Her husband turned and regarded her with much severity, but Mrs. Tidger’s gaze was the stronger, and after a vain attempt to meet it, he handed her the letter.
Mrs. Tidger read it through hastily, and then snatching the baby from her lap, held it out with both arms to her husband, and jumping up, kissed her sister heartily, patting her on the back in her excitement until she coughed with the pain of it.
“You don’t think it’s a take-in, Polly?” she inquired.
“Take-in?” said her sister; “of course it ain’t. Lawyers don’t play jokes; their time’s too valuable. No, you’re an heiress all right, Ann, and I wish you joy. I couldn’t be more pleased if it was myself.”

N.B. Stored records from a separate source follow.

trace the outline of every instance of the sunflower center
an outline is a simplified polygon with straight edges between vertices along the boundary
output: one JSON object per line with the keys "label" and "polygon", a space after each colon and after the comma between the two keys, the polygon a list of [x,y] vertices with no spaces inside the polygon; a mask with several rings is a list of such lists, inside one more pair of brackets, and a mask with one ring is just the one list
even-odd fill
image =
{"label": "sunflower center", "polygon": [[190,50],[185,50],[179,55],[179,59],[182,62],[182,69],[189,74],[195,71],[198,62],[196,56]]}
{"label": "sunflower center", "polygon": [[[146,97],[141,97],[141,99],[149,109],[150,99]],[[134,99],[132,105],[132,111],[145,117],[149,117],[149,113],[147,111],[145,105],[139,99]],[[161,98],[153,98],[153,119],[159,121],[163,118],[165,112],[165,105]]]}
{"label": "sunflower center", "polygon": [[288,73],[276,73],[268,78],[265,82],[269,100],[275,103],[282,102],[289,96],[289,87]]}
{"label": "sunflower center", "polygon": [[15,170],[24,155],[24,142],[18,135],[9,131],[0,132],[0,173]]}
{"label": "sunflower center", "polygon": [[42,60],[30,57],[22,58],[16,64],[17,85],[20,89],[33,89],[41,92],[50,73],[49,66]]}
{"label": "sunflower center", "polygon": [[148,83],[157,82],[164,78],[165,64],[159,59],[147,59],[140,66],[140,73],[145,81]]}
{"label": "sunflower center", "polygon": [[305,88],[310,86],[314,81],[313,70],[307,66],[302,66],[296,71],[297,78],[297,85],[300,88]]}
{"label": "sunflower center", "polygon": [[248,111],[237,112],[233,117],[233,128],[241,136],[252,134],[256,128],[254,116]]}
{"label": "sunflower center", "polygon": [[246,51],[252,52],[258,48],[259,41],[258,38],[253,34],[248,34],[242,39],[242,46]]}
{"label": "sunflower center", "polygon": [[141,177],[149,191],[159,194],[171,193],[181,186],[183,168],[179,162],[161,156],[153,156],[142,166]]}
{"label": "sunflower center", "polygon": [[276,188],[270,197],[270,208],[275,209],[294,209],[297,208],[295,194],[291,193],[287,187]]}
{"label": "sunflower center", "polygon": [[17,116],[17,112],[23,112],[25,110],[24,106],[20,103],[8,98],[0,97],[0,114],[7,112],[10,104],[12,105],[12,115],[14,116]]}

She kissed her again, and going to pat her back once more, discovered that she had sunk down sufficiently low in her chair to obtain the protection of its back.
“Two thousand pounds,” said Mrs. Pullen, in an awestruck voice.
“Ten hundered pounds twice over,” said the carpenter, mouthing it slowly; “twenty hundered pounds.”
He got up from the table, and instinctively realizing that he could not do full justice to his feelings with the baby in his arms, laid it on the teatray in a puddle of cold tea and stood looking hard at the heiress.
“I was housekeeper to her eleven years ago,” said Mrs. Pullen. “I wonder what she left it to me for?”
“Didn’t know what to do with it, I should think,” said the carpenter, still staring openmouthed.